BPJは、引き続き法令上及び事業遂行上必要とされるリスク管理態勢及びコンプライアンス態勢の拡充を図りつつ、これまで以上に安定した収益を確保できるように努めてまいります。

 

 

③ 旅行関連事業における課題

引き続き投資用ホテルの企画・開発・販売・運営事業を推進してまいります。2021年3月期においては東京都神楽坂でのプロジェクトの竣工及び売却に向け注力してまいりますが、新型コロナウイルス感染症のさらなる拡大やその影響が長期化した場合には、収益モデルの転換も視野に入れ、投資回収を進めてまいります。

 

④ 経営環境の変化への機動的な対応、これによる事業機会及び収益の追求

将来にわたる持続的な成長を実現するため、事業規模及び収益の拡大を戦略的に推進する必要があります。当社グループは、市場のニーズやウォンツを的確にとらえ社会・時代の変化に機動的に対応し、既存事業の強化、派生ビジネスへの取り組み、新しい発想・視点による新規の事業機会の創出をたえず行います。さらに、事業ポートフォリオを定期的に見直し、収益力及び効率性の向上を推進し、中長期的な成長基盤の確立を図ってまいります。

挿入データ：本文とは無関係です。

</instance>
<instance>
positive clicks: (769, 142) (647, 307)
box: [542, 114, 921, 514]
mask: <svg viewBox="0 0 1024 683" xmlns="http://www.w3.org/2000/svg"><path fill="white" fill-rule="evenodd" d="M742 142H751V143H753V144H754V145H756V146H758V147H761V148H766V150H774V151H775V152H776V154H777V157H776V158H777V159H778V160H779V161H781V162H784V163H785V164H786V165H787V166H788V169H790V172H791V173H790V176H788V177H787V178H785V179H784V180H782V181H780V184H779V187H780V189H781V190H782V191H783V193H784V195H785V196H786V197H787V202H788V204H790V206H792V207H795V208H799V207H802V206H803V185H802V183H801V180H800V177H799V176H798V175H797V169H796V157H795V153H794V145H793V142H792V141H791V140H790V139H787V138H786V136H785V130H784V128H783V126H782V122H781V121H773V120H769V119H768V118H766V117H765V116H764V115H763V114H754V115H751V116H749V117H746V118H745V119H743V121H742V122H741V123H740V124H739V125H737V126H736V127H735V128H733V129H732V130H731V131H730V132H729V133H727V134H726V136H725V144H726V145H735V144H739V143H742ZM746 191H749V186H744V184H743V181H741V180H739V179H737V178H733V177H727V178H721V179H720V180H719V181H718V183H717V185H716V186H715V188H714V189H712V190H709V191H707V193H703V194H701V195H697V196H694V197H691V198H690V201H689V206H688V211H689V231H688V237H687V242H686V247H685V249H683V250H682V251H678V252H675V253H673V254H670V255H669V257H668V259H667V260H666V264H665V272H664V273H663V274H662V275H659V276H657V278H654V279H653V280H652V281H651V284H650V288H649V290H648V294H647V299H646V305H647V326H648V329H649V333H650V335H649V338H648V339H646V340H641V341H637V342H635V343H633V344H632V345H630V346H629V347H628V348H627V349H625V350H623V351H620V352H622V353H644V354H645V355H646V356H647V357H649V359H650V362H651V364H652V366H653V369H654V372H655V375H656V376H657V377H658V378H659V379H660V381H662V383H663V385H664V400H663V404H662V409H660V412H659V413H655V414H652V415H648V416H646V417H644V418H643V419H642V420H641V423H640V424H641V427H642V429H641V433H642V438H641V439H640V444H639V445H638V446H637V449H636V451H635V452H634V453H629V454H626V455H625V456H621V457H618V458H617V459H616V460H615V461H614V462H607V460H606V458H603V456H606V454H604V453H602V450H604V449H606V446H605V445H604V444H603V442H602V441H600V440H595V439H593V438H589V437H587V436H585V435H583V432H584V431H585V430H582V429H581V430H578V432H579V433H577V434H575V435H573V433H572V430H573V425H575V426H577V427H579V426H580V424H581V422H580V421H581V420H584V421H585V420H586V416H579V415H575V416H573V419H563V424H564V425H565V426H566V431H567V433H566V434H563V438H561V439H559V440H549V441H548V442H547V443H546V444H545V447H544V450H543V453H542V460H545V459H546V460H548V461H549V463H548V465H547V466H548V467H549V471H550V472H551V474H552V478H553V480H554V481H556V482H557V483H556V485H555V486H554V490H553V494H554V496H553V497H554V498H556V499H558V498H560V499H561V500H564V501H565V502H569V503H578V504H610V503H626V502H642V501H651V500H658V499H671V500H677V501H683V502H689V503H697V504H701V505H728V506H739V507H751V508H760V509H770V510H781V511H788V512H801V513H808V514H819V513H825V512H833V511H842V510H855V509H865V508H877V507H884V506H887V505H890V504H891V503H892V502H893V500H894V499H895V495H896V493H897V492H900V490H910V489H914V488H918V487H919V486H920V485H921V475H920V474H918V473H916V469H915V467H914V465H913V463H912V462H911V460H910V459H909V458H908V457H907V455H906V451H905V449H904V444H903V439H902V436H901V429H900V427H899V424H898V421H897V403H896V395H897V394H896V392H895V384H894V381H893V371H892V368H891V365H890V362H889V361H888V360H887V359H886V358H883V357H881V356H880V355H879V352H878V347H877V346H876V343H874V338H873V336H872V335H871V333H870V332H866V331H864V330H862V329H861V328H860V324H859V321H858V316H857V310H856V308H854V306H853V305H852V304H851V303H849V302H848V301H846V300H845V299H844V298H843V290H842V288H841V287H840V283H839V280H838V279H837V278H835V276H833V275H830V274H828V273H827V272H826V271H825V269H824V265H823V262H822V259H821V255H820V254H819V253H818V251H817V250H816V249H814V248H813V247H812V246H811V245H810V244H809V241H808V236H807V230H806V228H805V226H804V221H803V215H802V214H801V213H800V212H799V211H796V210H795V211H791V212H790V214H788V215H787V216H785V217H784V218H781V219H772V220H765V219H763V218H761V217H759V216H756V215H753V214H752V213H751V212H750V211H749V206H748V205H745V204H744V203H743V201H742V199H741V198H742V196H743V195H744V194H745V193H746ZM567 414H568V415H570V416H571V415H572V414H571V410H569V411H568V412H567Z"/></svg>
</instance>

また、成長を加速するために、海外を含めた他の企業グループとの連携や戦略的な投資を推進してまいります。

 

⑤ 内部管理体制の拡充ならびにコンプライアンス及びリスクマネジメントの強化

当社グループは、社会的責任を果たし、持続的な成長と企業価値向上を図るために、実効的なコーポレート・ガバナンスを実現することを目的として2017年12月に策定した「コーポレート・ガバナンス基本方針」(2018年12月一部改訂)において、コンプライアンスの徹底及びリスクマネジメントへの積極的な取組みを行う姿勢を明確にいたしました。

引き続きグループ全体において、継続的な啓蒙活動及び教育研修を実施し、一人ひとりが高い倫理観を醸成し、良識と責任のある行動をとることのできる企業風土を形成してまいります。

 

⑥ 優秀な人財の確保・育成

当社グループは、中長期的な経営戦略の遂行及び対処すべき課題への取組みに際して、環境の変化に円滑に対応し社会的な“新しい価値”を創出することのできる優秀な人財の確保・育成が必須であると考えております。意欲のある経験値の高い人財を確保するとともに、持続的な成長を支える人財の育成、個々のパフォーマンスの最大化のため、就業環境の整備・改善に注力してまいります。